Back to the dissertation.  The research process was phenomenal.  It felt so easy.  Quite frankly, I felt guilty that research could be so much fun.  My cohort members did really dreary projects.  Language acquisition, blah blah blah.  I got to hang out with chismoso filmmakers, plan conferences, put together great film screenings, and wonderful dinners with producers and distributers.  I got to go to conferences and watch them vie for power.  Great stuff!

But, it was in the writing that things went wrong.  Well, I’m not sure things went wrong exactly.  I don’t know.  I haven’t read my dissertation since the day I turned it in.  But something must have gone wrong.  I wrote about my friends as lovingly, as truthfully as painfully truthfully as I could.  I reported what they said, I placed it in theoretical context.  And that theoretical context was incredible.  What a beautiful web it was.  It glistened like the wolf spiders who overtook my porch that spring.

But when my real life friends were put to paper, I could not, no matter how I tried, capture them.  They were, and still are, some of the most transformational filmmakers I will ever know. They are so dedicated to not just the medium, but also the community of film/video.  They bleed it.  But their films? 

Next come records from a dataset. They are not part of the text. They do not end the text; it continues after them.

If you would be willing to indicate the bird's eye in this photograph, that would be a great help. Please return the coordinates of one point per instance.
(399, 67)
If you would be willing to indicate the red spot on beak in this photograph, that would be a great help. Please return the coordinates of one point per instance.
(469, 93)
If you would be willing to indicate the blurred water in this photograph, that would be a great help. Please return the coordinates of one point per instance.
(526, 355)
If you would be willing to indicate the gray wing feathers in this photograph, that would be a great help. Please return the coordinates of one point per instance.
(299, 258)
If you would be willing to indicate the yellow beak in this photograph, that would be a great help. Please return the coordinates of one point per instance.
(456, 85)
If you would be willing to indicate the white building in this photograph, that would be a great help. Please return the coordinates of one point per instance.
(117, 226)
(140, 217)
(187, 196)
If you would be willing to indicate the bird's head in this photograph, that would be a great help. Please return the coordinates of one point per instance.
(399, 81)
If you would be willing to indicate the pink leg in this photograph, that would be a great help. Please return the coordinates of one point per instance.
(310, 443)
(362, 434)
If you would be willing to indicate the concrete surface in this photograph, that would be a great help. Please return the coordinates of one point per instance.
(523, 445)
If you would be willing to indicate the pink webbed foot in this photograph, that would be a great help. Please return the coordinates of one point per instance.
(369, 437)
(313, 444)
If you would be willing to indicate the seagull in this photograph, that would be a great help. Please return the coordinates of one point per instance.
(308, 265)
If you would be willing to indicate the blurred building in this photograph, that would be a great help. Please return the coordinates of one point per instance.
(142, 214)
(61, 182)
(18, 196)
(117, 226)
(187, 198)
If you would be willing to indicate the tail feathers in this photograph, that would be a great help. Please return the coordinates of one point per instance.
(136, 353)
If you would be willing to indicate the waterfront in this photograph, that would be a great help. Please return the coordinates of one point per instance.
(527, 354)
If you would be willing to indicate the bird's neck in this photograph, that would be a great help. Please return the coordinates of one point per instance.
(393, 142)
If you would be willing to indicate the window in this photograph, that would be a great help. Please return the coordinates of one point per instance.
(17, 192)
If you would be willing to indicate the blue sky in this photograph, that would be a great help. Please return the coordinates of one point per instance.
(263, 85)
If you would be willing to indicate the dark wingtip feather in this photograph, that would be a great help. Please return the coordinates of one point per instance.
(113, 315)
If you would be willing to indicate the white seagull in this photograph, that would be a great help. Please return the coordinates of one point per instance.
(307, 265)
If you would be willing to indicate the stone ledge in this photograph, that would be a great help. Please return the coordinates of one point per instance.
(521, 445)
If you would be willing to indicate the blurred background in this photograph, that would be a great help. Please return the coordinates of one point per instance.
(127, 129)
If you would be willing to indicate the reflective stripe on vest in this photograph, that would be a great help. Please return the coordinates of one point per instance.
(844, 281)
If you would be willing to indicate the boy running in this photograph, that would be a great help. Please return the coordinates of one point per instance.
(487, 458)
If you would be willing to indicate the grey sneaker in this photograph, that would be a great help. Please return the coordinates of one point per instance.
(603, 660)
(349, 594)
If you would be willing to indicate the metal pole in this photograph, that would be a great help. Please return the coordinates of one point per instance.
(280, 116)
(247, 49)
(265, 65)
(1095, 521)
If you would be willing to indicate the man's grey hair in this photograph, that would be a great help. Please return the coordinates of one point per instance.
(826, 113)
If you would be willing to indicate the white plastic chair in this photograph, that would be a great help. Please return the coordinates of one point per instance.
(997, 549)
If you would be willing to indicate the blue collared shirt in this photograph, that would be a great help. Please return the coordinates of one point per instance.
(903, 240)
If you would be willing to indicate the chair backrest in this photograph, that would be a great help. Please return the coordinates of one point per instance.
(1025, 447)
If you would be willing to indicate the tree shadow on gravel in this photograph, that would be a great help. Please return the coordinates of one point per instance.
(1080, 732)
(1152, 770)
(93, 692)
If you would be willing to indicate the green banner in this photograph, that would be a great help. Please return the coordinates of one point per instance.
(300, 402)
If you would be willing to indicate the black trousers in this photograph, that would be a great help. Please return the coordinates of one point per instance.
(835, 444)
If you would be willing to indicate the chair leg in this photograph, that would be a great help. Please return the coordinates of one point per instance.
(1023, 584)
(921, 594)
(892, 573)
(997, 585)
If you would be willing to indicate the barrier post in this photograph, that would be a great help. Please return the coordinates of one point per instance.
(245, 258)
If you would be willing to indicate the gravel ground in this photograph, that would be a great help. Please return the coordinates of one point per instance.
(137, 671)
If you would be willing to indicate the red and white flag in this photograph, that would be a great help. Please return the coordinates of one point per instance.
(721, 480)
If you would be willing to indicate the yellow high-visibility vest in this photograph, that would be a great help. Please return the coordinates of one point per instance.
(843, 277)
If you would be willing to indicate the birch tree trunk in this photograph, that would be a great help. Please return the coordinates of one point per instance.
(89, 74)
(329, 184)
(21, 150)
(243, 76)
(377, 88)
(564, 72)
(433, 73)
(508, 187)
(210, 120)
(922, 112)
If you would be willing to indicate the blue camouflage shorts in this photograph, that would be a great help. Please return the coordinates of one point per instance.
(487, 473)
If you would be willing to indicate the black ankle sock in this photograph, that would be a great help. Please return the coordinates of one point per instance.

Most scholars, even Chicano scholars, study film using an offshoot of literary criticism, which has its roots deep in classical performance.  The main question to the film is “Is this film good, and if not, does it at least make an important cultural statement?”  (Most film critics will try to deny this.  But, if you analyze their criticism, it’s usually just that.)

I find this rubric offensive.  These films aren’t artifacts.  Neither are they some outdated binary of good/bad imposed on all of the filmmaking world by a Shakespearean 5 Act structure or a Classical Roman 3 Act Structure.   (No dis to Shakespeare or the Romans.  They’re great.)

These films, in this context, represented where an individual filmmaker, or even a group of filmmakers were in their personal cycle of conocimiento.  Thus, the films were (and are) the most precious gift a filmmaker can give: their wisdom.

They represent the wisdom gained over the 10 years that it took to collect the footage and have enough money to edit it, the determination to make films despite years of having babies in between film shoots, the missed paychecks and the all too many marriages re-seamed in tentative threads, just like the film stock pieced together from different shoots.

They represent their ingenuity and resilience, their ability to get films made despite every single possible odd.  Their desire, their deepest dream to above all, make something beautiful that changes our world.

At the time, I didn’t have my own wisdom to capture the beauty of their films in my dissertation.  Several members of my committee looked at the films, and wondered why I hadn’t picked something “edgier” to analyze (read Robert Rodriguez or Quentin Tarantino, or Efrain Gutierrez).

I didn’t have the wisdom to question my committee, to stare them down and defend my friends.  I had no words.  I was mute.  I sat in bed for days on end and refused to eat.  My husband would try to soothe me.  He would call my friends and have them talk to me to cheer me up.  Everyone said, “Just write what they want.  Get it over with, Lisa.  Nobody reads those things anyway.”

So, I changed the words in the dissertation.  It didn’t take much.  A few words here, a phrase there.  This was the first stitch in my lips.  It was painful, and bloody.  But, in my fear and lack of wisdom, I had sold out my friends.  And my dissertation is now unreadable to me.

Over the next few years, I had my mouth stitched shut.  Sometimes by others, mostly by myself, my shadow side, my fear.  You’ll hear more about these years, but don’t worry.  It all comes out in the end.

For now, know this:  something happens when a woman’s mouth is stitched shut.  Her body starts screaming, as if it were calling 911. Mine did.  And I am ever grateful.